Gottschalks Dolce Moneta

Schleichwerbung "Wetten, dass...?" ist eine teure Sendung, die sich illegaler Methoden bedient hat. So kann es bei den Öffentlich-Rechtlichen nicht weiter gehen

Wer in den letzten Jahren Wetten, dass..? (ZDF) gesehen hat, und das waren durchschnittlich mehr als acht Millionen Menschen, bekam mit, dass viele Beteiligte die erfolgreichste deutsche Unterhaltungsshow zu Reklamezwecken nutzten. Zuerst die Prominenz, die sich nur deshalb zu Thomas Gottschalk und seit Oktober 2012 zu Markus Lanz auf das Sofa setzte, wenn es galt, auf einen Film, ein Buch oder ein Album aufmerksam zu machen. Die in der Show stets gelangweilten Hollywood-Stars waren nur zu bekommen, wenn auch ein Trailer für den jeweiligen Film lief. Ein Werbetrailer, keine redaktionelle Einschätzung; überzuckert mit preisenden Floskeln des Moderators.
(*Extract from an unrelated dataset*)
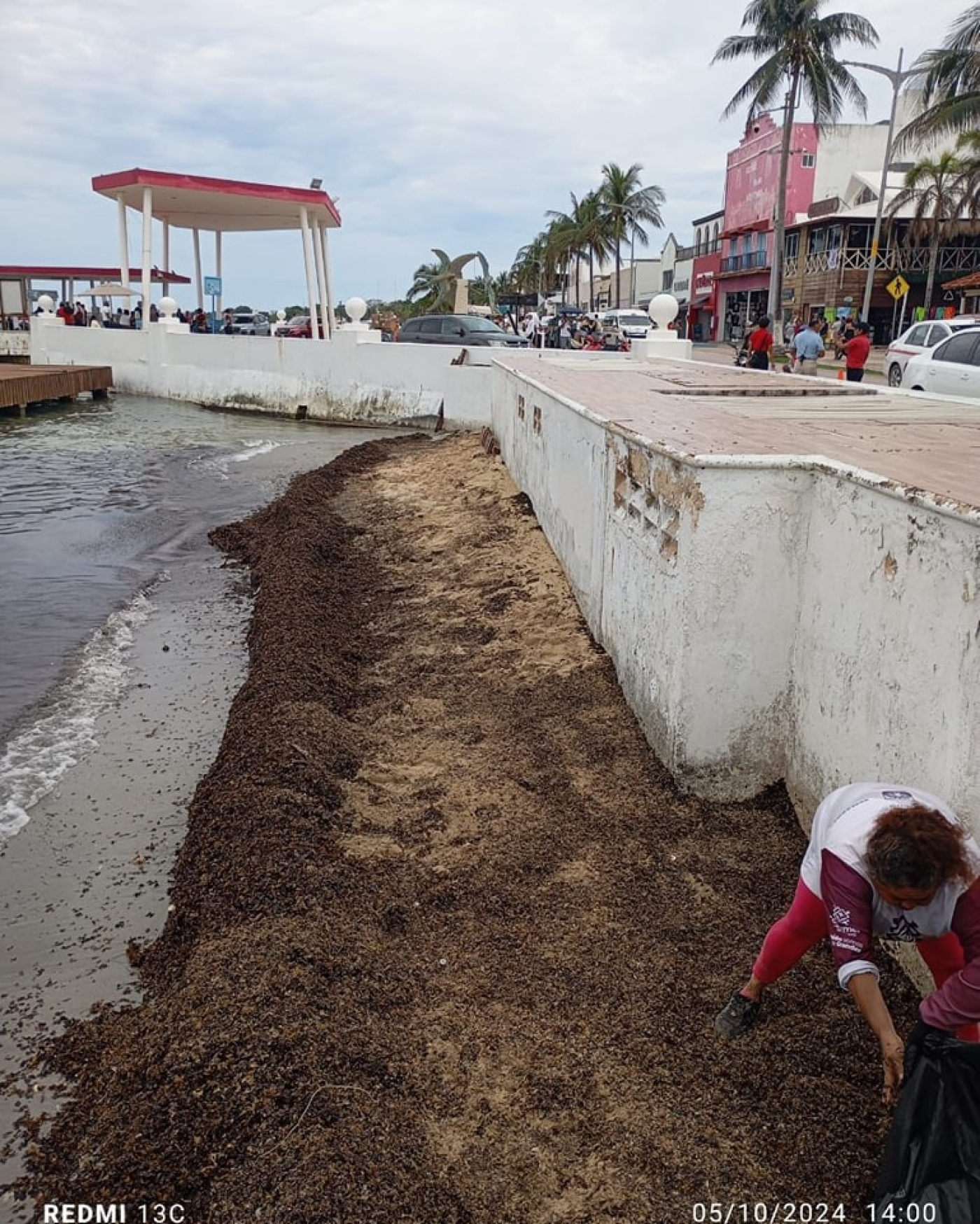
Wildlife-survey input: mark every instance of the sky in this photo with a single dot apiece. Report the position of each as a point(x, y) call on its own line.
point(451, 124)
Unvergessen auch die Gummibärchen, die viele Jahre in einer Schale auf dem Couch-Tisch standen und die von jener Firma kamen, für die Gottschalk bis heute Reklamespots dreht.

Angesichts dieser Reklamedichte mögen die geheimen Verträge, die der Spiegel ans Licht der Öffentlichkeit gebracht hat, nicht überraschen. In ihnen wurde die Präsentation des Wagens geregelt, den als Preis der von den Zuschauern gewählte Wettkönig erhielt. Die darin festgelegte Präsentation aber überschritt alte und neue Grenzen dessen, was öffentlich-rechtlichen Anstalten nach 20 Uhr an werblichen Aktivitäten erlaubt ist.

Bis im letzten Jahr war nur „Sponsoring“ erlaubt, bei dem vor und nach der Sendung eine Firma oder ein Produkt sich – so die Überhöhung – als eine Art Gönner der Sendung ausgab. In der Praxis aber hoben schon die Spots der Sponsoren die Trennung zur Werbung auf, weil in der Regel nur Firmen Sendungen sponsern, deren Firmen- mit einem Produktnamen identisch sind, die Namensnennung also schon einen Produkthinweis enthält. Die Filme, mit denen die Gewinne vorgestellt wurden, waren nichts als eingekürzte Reklamespots.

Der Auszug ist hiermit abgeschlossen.